On top of Lavender, Israel additionally uses a system called “Where’s Daddy,” which tracks flagged Palestinians and waits for them to enter their homes before they are bombed, with just 20 seconds of human review. In the investigation, an Israeli intelligence officer said, “The IDF bombed them [Palestinian targets] in homes without hesitation, as a first option. It’s much easier to bomb a family’s home. The system is built to look for them in these situations.” According to The Office of the High Commissioner for Human Rights, the UN’s human rights office, a large proportion of those killed in Gaza were in residential buildings. When Israel utilizes these various computer systems, they don’t just kill the flagged Palestinians but also innocent family members. The machine handles all the finding, tracking, and targeting; all that’s left for humans is to click approve. Behind the machine, a company is collecting a check.
Lavender and Where’s Daddy are not the only AI tools being used. The broader reality is that private companies are openly selling battlefield AI to the IDF and profiting from supporting a genocide.

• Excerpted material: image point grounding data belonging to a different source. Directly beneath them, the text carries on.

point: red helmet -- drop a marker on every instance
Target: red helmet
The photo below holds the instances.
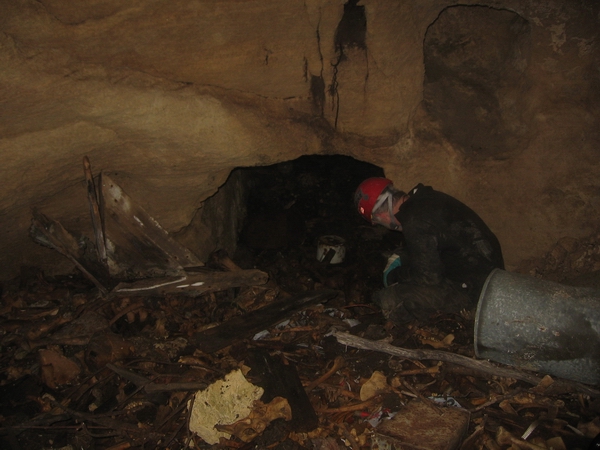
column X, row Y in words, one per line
column 367, row 193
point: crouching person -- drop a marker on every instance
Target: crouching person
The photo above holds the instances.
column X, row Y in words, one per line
column 448, row 255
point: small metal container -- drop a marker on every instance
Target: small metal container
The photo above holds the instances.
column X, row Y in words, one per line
column 331, row 249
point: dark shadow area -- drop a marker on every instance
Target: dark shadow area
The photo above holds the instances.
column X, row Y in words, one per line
column 476, row 85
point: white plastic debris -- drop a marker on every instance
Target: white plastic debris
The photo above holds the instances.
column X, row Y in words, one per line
column 222, row 403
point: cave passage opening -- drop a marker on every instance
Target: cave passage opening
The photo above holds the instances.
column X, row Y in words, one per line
column 291, row 205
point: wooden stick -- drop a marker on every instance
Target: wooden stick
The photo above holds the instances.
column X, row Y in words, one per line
column 438, row 355
column 95, row 210
column 338, row 363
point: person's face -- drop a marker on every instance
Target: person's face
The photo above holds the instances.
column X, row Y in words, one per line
column 385, row 214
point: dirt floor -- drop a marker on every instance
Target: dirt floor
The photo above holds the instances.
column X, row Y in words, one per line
column 84, row 370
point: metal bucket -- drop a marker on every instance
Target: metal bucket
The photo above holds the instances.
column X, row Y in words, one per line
column 539, row 325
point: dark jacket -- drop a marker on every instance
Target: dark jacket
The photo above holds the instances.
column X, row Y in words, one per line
column 446, row 240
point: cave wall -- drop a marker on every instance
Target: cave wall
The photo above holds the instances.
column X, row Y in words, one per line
column 495, row 103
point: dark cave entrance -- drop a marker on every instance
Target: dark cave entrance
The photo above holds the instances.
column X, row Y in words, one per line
column 291, row 205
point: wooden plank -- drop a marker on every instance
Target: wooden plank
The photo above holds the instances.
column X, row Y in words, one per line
column 192, row 284
column 137, row 246
column 52, row 234
column 244, row 327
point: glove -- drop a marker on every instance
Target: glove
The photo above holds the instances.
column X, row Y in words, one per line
column 394, row 262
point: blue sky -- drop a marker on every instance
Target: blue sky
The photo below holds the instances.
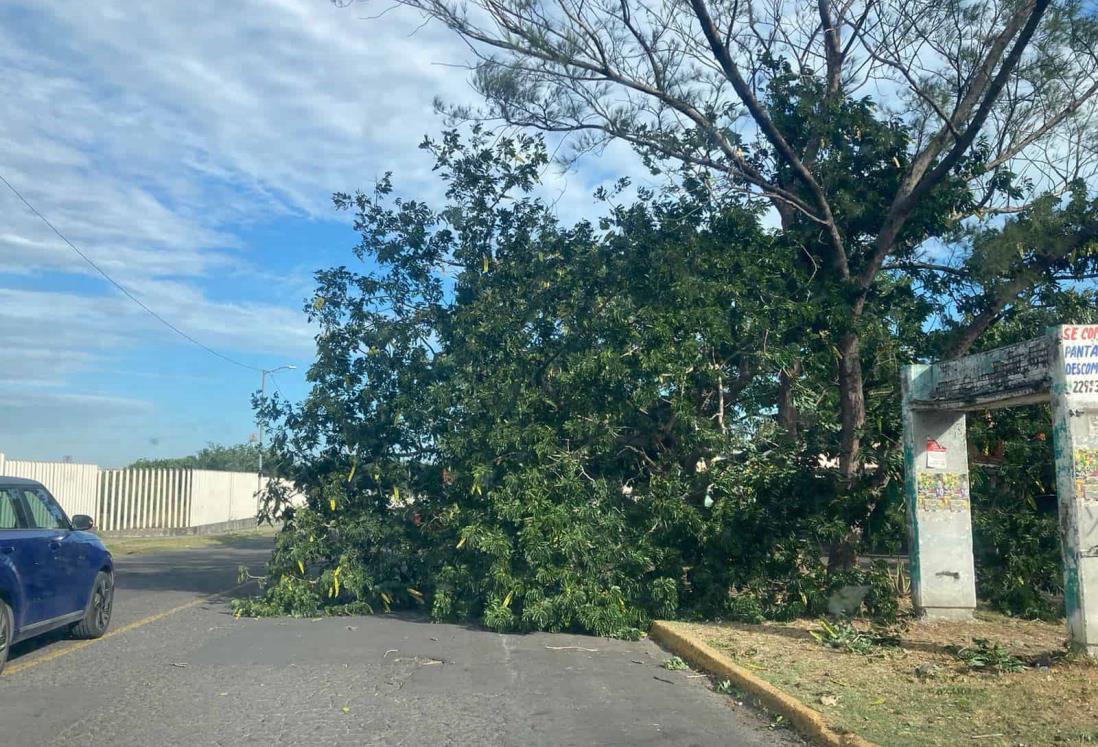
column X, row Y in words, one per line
column 191, row 149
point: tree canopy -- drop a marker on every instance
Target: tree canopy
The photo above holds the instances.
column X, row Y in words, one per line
column 674, row 409
column 234, row 458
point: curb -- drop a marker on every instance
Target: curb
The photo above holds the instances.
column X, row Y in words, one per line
column 701, row 656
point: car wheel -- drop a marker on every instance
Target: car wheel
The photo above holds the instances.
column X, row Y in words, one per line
column 7, row 632
column 98, row 615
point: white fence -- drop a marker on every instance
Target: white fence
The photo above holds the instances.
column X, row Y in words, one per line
column 144, row 499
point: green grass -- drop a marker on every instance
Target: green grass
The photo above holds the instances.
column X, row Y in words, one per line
column 917, row 692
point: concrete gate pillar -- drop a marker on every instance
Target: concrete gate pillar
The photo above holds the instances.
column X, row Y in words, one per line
column 936, row 460
column 1075, row 443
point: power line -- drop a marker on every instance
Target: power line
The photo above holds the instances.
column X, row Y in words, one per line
column 277, row 388
column 120, row 287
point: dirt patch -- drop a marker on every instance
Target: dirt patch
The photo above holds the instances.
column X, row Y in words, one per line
column 918, row 692
column 120, row 546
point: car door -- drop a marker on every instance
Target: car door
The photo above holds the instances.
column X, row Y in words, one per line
column 66, row 591
column 24, row 553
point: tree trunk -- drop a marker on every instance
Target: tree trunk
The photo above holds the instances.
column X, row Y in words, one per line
column 786, row 408
column 851, row 407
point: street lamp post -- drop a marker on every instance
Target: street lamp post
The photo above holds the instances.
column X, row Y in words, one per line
column 262, row 393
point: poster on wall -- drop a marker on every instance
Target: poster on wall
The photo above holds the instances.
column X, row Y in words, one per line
column 1086, row 475
column 1079, row 349
column 942, row 491
column 936, row 455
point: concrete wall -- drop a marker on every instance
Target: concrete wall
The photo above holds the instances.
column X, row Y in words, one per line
column 74, row 486
column 145, row 500
column 1075, row 445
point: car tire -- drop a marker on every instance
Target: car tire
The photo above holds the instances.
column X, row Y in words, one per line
column 100, row 604
column 7, row 632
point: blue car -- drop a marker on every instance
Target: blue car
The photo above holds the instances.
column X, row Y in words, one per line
column 54, row 572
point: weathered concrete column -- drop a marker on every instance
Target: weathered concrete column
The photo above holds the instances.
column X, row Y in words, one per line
column 936, row 483
column 1075, row 443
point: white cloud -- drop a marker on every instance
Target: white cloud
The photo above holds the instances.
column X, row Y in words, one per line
column 153, row 134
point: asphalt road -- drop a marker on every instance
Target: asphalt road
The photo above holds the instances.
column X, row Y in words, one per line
column 178, row 669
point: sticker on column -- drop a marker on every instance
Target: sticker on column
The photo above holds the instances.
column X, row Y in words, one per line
column 936, row 455
column 938, row 491
column 1086, row 475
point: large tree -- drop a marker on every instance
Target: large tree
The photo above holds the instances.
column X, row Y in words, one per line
column 871, row 126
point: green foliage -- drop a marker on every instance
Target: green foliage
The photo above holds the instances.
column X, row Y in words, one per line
column 674, row 665
column 844, row 636
column 1016, row 535
column 726, row 688
column 573, row 427
column 567, row 428
column 989, row 656
column 235, row 458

Palantir is a private American firm with partnerships with Israel’s Ministry of Defense to provide software to support military operations and battlefield decision-making. The company has openly supported Israel’s military actions. Although there is no direct link between Palantir and the “Lavender” or “Where’s Daddy” systems, the company is confirmed to be providing battlefield AI software to the Israel Defense Forces (IDF). Semi-autonomous targeting systems like these make it easier for militaries and private companies to hide behind AI. Current international law requires a real human being, not a machine, to retain meaningful control over the decision to take a life. Article 36 of the Geneva Convention requires legal review of all new weapons, but it was written 47-48 years ago, before AI existed. It establishes no clear threshold for what constitutes meaningful human oversight. While there are said to be humans in the loop, a 20-second gender check is not a meaningful control under any reasonable standards. Yet nothing in existing international law prohibits it. This exposes a gap in international law; decisions made by Lavender are simply stamped for approval by humans, yet no existing international law defines this as a violation.
Gaza has long been used as a testing ground, and Palestinians are the test subjects. This is nothing new, as journalist Antony Loewenstein argues that Gaza and the West Bank have been used as a laboratory for surveillance technology and weapons for decades. Israeli technology was later labeled as “battle-tested” and sold to over 130 countries, including use at the US-Mexico border. The use of AI targeting systems will not be confined to Gaza; these technologies won’t stay in the laboratory. As entire Palestinian families are being wiped out by AI, international humanitarian law needs to set rules now, before AI warfare is adopted worldwide.